What are Autoencoders

Autoencoder is a type of neural network where the output layer has the same dimensionality as the input layer. In simpler words, the number of output units in the output layer is equal to the number of input units in the input layer. An autoencoder replicates the data from the input to the output in an unsupervised manner and is therefore sometimes referred to as a replicator neural network.

The autoencoders reconstruct each dimension of the input by passing it through the network. It may seem trivial to use a neural network for the purpose of replicating the input, but during the replication process, the size of the input is reduced into its smaller representation. The middle layers of the neural network have a fewer number of units as compared to that of input or output layers. Therefore, the middle layers hold the reduced representation of the input. The output is reconstructed from this reduced representation of the input.

Architecture of autoencoders

An autoencoder consists of three components:

Encoder: An encoder is a feedforward, fully connected neural network that compresses the input into a latent space representation and encodes the input image as a compressed representation in a reduced dimension. The compressed image is the distorted version of the original image.
Code: This part of the network contains the reduced representation of the input that is fed into the decoder.
Decoder: Decoder is also a feedforward network like the encoder and has a similar structure to the encoder. This network is responsible for reconstructing the input back to the original dimensions from the code.
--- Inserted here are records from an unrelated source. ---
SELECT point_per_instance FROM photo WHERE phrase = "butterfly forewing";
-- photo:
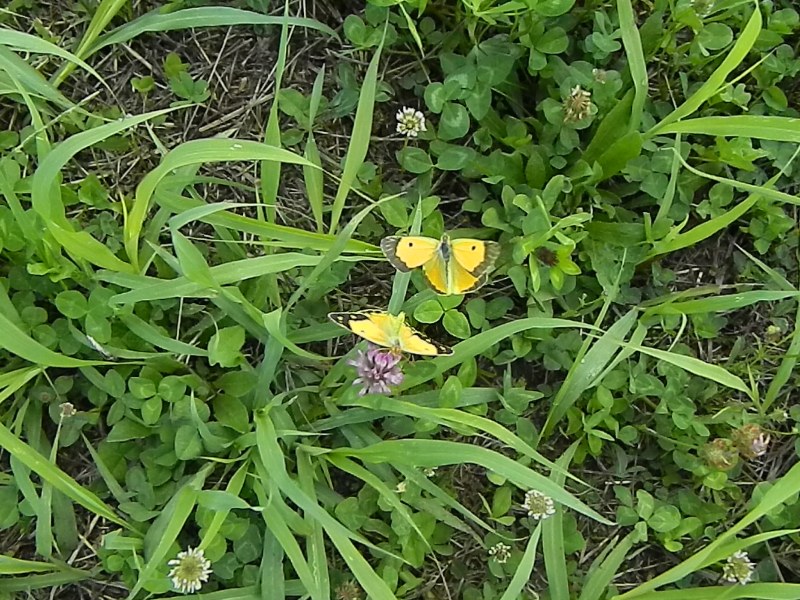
(409, 252)
(476, 256)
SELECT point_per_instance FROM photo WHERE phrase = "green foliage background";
(636, 160)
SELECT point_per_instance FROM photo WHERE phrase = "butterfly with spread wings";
(389, 331)
(450, 266)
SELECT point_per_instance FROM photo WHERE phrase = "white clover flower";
(410, 122)
(738, 568)
(500, 552)
(189, 571)
(578, 105)
(538, 506)
(67, 410)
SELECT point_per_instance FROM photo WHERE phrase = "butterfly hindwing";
(389, 331)
(436, 274)
(462, 281)
(414, 342)
(409, 252)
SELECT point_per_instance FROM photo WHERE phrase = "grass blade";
(584, 371)
(54, 476)
(778, 129)
(195, 152)
(735, 57)
(207, 16)
(486, 339)
(555, 560)
(273, 459)
(636, 62)
(359, 140)
(436, 453)
(523, 573)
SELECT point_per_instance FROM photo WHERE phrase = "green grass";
(632, 356)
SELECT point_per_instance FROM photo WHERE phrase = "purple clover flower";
(377, 369)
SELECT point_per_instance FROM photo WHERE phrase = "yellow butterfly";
(390, 331)
(450, 266)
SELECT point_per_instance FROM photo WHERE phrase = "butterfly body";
(389, 331)
(449, 266)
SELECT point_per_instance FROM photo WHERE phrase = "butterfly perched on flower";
(450, 266)
(389, 331)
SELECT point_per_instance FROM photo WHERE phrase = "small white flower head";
(751, 441)
(738, 568)
(578, 105)
(538, 506)
(410, 122)
(500, 552)
(600, 75)
(189, 571)
(67, 410)
(773, 334)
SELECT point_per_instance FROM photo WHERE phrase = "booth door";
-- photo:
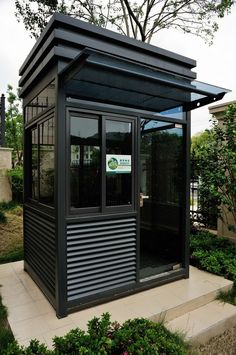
(161, 197)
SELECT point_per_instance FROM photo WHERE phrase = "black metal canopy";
(113, 79)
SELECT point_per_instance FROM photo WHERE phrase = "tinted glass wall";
(162, 190)
(85, 171)
(41, 142)
(118, 146)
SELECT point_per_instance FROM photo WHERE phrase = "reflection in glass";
(34, 164)
(118, 141)
(46, 166)
(84, 162)
(162, 188)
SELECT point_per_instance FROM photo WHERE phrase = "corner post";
(60, 200)
(187, 194)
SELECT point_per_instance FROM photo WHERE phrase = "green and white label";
(118, 164)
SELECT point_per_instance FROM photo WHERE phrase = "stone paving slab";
(32, 316)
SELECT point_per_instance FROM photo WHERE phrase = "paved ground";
(31, 315)
(224, 344)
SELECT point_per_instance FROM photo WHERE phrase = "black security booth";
(106, 156)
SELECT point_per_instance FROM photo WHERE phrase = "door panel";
(161, 197)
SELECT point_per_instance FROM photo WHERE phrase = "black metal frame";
(90, 108)
(55, 56)
(2, 121)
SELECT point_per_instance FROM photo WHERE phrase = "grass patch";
(11, 233)
(228, 296)
(6, 336)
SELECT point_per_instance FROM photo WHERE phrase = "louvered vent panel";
(39, 244)
(101, 256)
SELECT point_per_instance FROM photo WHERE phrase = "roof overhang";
(99, 76)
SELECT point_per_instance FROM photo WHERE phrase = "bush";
(6, 336)
(213, 254)
(138, 336)
(3, 218)
(16, 176)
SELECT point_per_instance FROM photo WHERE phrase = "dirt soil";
(11, 232)
(224, 344)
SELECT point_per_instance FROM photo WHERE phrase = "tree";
(14, 126)
(141, 19)
(215, 160)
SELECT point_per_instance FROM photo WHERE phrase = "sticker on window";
(118, 164)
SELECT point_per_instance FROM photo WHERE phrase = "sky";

First, the input goes through the encoder where it is compressed and stored in the layer called Code, then the decoder decompresses the original input from the code. The main objective of the autoencoder is to get an output identical to the input.

Note that the decoder architecture is the mirror image of the encoder. This is not a requirement but it’s typically the case. The only requirement is the dimensionality of the input and output must be the same.

Types of autoencoders

There are many types of autoencoders and some of them are mentioned below with a brief description

Convolutional Autoencoder: Convolutional Autoencoders(CAE) learn to encode the input in a set of simple signals and then reconstruct the input from them. In addition, we can modify the geometry or generate the reflectance of the image by using CAE. In this type of autoencoder, encoder layers are known as convolution layers and decoder layers are also called deconvolution layers. The deconvolution side is also known as upsampling or transpose convolution.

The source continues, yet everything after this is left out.